Darüber kann Gott wütend werden. Darüber wird Gott zornig. Darüber ist Gott zornig. Er ist zornig über diese Schwerkraft des allzu Irdischen, die uns zu Boden drückt, uns das Leben erschwert, es wie wegnimmt und gegen ihn, gegen Gott steht, der unser Leben will, es uns schenkt, der uns Menschen von der Erden himmelwärts ausrichten will.

Die Fülle ist da
Heiligabend, Weihnachten, das Christfest ist Zeichen, ist Erinnerung, ist Verheißung: Die Fülle ist da. Trotzdem. Es gibt sie. Es gibt ein Leben, das die Ewigkeit atmet. Es gibt Worte, die die Wahrheit und das Leben in sich haben. Es gibt die Wahrheit, die von Qual und Schuld befreit. Es gibt die Liebe, die erfüllt, beseelt, uns meint Es gibt Heil ohne Maßen, für alle.

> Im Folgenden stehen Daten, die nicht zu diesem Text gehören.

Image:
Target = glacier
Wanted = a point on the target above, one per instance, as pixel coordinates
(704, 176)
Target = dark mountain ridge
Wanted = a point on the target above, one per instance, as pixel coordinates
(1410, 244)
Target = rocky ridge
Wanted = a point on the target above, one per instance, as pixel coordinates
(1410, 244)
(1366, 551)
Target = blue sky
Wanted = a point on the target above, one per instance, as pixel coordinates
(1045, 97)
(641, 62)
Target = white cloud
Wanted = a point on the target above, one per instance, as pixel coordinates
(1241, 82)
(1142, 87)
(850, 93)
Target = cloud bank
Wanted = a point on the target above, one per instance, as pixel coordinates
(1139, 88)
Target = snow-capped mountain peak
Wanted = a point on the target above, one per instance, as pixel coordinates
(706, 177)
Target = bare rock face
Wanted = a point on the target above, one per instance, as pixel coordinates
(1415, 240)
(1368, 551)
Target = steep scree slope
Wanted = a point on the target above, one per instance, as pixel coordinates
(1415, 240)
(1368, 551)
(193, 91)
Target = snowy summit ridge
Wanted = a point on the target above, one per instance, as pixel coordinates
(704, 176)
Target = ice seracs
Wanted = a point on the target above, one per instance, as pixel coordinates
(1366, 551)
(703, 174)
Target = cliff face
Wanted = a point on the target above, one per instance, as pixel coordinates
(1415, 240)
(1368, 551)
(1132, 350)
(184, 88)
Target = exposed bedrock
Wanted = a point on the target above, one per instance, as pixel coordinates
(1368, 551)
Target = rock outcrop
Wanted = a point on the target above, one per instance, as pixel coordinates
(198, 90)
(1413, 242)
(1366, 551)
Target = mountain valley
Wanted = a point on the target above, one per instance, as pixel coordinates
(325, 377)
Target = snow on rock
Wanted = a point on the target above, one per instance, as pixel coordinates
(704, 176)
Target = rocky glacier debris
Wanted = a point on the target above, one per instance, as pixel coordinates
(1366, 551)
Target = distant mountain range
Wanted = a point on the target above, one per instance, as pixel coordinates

Und: Es gib einen, der uns all das bringt, der mit all dem zu uns kommt, der im Kommen selbst die Fülle bringt und uns den Weg in die Fülle zeigt, ihn mitgeht. Es gibt einen, der diese Fülle besitzt, aus Liebe ihm in die Hand gegeben, und der sie uns schenkt, von dem und über den diese Fülle auf uns, die Welt, ihre Menschen, groß und klein, gestern, jetzt und morgen überfließt, maßlos, ohne Einschränkung, ohne Vorbehalt, zügellos, ohne etwas zurückzuhalten.
Es gibt einen, der in dieser Fülle selbst ist, dessen Herz, dessen Worte, dessen Blick, dessen Taten, dessen Berührungen, dessen ganzes Leben, Geburt und Tod, tief und fest verankert sind in dieser Fülle. Einer, der diese Fülle Menschen sagt, davon erzählt, sie hören und spüren lässt, der diese Fülle im Leben wahr und wirklich werden lässt. Einer, der schon immer beheimatet ist in dieser Fülle und sie uns mit ausgestreckten und weit offenen Händen gibt und wir das Leben sehen und bekommen, ja von ihm selbst wie umhüllt werden, himmelwärts angezogen werden.
Heiligabend, Weihnachten, das Christfest sagt, lässt uns hören, sehen, spüren: Dieser eine ist Christus, dessen Geburt wir bestaunen.

Unterstellen
So sehr Gott zornig ist über die Schwerkraft, die uns manchmal hart an den Boden bindet, so sehr ist es seine Liebe, die uns die Fülle des Lebens schenkt, vorbehaltlos und aus freien Stücken. Seine Liebem, die uns mit einem, unserem Stück Himmel, mit Licht, Freude, Hoffnung auf unserem Fleck Erde anzieht, ja wie überkommt.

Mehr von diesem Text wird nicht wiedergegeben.